Day 6 (6 locks, 9 miles)  Stopped at Braunston to pick up supplies. It’s a lovely place, full of colourful boats and smiling faces. Looks like it’s been lifted from a 1950’s postcard. My wife and daughter even found a boat selling wool. Which is handy because they’ve both just taken up knitting.

Took the youngsters for a walk through a meadow full of wildflowers. It was pretty much perfect until I suggested we should all take our shoes off. Obviously, we got a bit muddy. My wife told the grandkids that I was a silly grandad which I thought was a bit harsh. Especially when they agreed with her. Luckily there was lots of hot water and clean towels on board. So the day ended well.

Highlight – After a lazy sunny day driving the boat (is that the right word?) through some extremely green and pleasant countryside, we had a fantastic home cooked meal on the front deck. Bacon, eggs and beans. It smelt and tasted gorgeous. As did the beer we washed it down with!

Day 7 (3 locks, 8 miles) Sadly, today was the last day. We decided to give ourselves a break from boating and go for a stroll along the towpath. The grandkids couldn’t resist helping other people work their way through the locks. I think they were just desperate to show off now that they know how to do it!

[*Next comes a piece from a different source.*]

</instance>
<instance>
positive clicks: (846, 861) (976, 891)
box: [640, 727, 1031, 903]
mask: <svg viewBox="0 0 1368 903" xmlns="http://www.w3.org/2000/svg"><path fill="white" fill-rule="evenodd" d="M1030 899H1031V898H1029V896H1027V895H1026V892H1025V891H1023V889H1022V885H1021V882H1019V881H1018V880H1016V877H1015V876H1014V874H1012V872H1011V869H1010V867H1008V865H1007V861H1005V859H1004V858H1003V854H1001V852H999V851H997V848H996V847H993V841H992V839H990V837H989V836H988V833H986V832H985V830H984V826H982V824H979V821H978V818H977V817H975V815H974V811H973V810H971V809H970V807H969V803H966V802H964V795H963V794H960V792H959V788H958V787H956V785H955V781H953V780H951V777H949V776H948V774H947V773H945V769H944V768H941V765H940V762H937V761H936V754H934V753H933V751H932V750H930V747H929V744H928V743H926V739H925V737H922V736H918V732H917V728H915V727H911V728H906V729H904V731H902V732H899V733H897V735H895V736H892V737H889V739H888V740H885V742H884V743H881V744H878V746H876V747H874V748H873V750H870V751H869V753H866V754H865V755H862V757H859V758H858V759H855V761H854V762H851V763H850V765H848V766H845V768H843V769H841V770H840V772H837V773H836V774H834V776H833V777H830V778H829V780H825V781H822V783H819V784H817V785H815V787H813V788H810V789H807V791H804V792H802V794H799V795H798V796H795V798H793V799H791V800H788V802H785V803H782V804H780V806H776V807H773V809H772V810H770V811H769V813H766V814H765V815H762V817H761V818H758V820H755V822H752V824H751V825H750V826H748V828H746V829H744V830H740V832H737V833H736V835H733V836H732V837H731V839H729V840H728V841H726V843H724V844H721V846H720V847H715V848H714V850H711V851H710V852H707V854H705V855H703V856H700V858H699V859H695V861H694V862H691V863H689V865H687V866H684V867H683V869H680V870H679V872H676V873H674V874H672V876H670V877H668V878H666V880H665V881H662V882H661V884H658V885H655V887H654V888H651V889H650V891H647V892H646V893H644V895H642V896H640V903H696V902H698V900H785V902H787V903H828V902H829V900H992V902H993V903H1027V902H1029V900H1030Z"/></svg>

After sitting in a very pretty pub garden and enjoying a lovely roast dinner, almost as good as the ones I make. We all decided that this has been the perfect family holiday. Three generations (plus a rather mischievious puppy), under one roof and nothing but smiles and laughter.

In fact the only time anyone got in a grump was when the kids were told it was time to go home. Even the puppy looked a bit sad.

Highlight –  Sitting on the back deck with my son-in-law steering and the grandkids lying on the roof. The sun was sparkling on the water as we planned our next trip away. On an Anglo Welsh narrowboat, naturally! In the words of Arnie; “We’ll be back.”

Trip summary

We started at Stockton on The Grand Union then went south to Napton Junction.  We then went north on the Grand Union to the Braunston Turn and then east to Norton Junction.

After that we went north on the Grand Union Leicester Line, then turned past Crick and Yelvertoft.  We retraced our path to the Napton section then went south on the Oxford Canal to Napton itself. 

We turned round and went north back to Napton Junction and then we went north on the Grand Union back to Stockton.